Annualised Return

Annualised return allows comparing investments across different time horizons. Index Balance calculates it automatically for your portfolio from inception.

Definition

Annualised return (also known as CAGR, Compound Annual Growth Rate) is the constant rate of growth that, if applied year after year, would have produced the same final result as the actual investment. It allows comparing investments with different durations on a common basis and is the standard way to communicate the historical performance of a fund or index.

It should not be confused with the arithmetic average of annual returns. If a fund rises 50% one year and falls 33% the next, the arithmetic average is +8.5%, but the annualised return is 0% (because 1.5 × 0.67 = 1.005, essentially no gain). The geometric mean (CAGR) is always less than or equal to the arithmetic mean.

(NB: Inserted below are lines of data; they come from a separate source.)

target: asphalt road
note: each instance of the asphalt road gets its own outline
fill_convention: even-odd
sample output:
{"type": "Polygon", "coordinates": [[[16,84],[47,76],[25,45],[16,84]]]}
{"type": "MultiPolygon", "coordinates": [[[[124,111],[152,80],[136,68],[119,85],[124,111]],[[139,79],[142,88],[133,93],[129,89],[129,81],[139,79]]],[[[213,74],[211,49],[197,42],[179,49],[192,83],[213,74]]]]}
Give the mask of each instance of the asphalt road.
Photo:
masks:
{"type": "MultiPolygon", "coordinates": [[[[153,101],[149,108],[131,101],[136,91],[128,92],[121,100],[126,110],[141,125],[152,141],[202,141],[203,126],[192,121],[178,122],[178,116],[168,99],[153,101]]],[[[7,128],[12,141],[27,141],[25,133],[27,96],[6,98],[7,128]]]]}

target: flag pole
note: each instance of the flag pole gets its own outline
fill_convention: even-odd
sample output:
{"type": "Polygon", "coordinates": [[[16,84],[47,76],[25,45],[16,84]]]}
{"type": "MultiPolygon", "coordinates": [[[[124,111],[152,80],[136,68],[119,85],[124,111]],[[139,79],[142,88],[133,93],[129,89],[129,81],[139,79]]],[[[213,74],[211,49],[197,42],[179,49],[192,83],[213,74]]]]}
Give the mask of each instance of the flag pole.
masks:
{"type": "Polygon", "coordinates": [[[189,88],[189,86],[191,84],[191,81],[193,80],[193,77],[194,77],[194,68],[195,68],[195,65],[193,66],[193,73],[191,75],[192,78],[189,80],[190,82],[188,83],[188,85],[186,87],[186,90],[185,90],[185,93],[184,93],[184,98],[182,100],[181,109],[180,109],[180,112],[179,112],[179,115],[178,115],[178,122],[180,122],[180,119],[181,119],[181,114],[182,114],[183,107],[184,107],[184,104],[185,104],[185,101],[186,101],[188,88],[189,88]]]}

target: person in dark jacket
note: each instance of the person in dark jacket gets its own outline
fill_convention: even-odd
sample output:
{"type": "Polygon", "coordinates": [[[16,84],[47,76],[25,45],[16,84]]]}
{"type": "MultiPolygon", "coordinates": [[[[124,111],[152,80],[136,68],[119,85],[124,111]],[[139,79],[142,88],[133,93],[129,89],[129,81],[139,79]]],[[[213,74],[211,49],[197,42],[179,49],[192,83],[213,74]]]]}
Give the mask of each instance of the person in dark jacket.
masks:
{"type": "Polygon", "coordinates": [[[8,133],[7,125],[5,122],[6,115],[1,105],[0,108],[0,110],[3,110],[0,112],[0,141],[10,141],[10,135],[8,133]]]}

Index Balance shows the annualised return of your portfolio from inception, allowing you to compare directly with the historical performance of the MSCI World (~8-10% annually in EUR over the long term).

Practical example

You invest €5,000 and after 7 years you have €9,140. The total return is +82.8%. To calculate the annualised return: (9,140/5,000)^(1/7) - 1 = 1.0902 - 1 = 9.02% per year. This means that if you had grown at exactly 9.02% each year for 7 years, you would have reached the same result.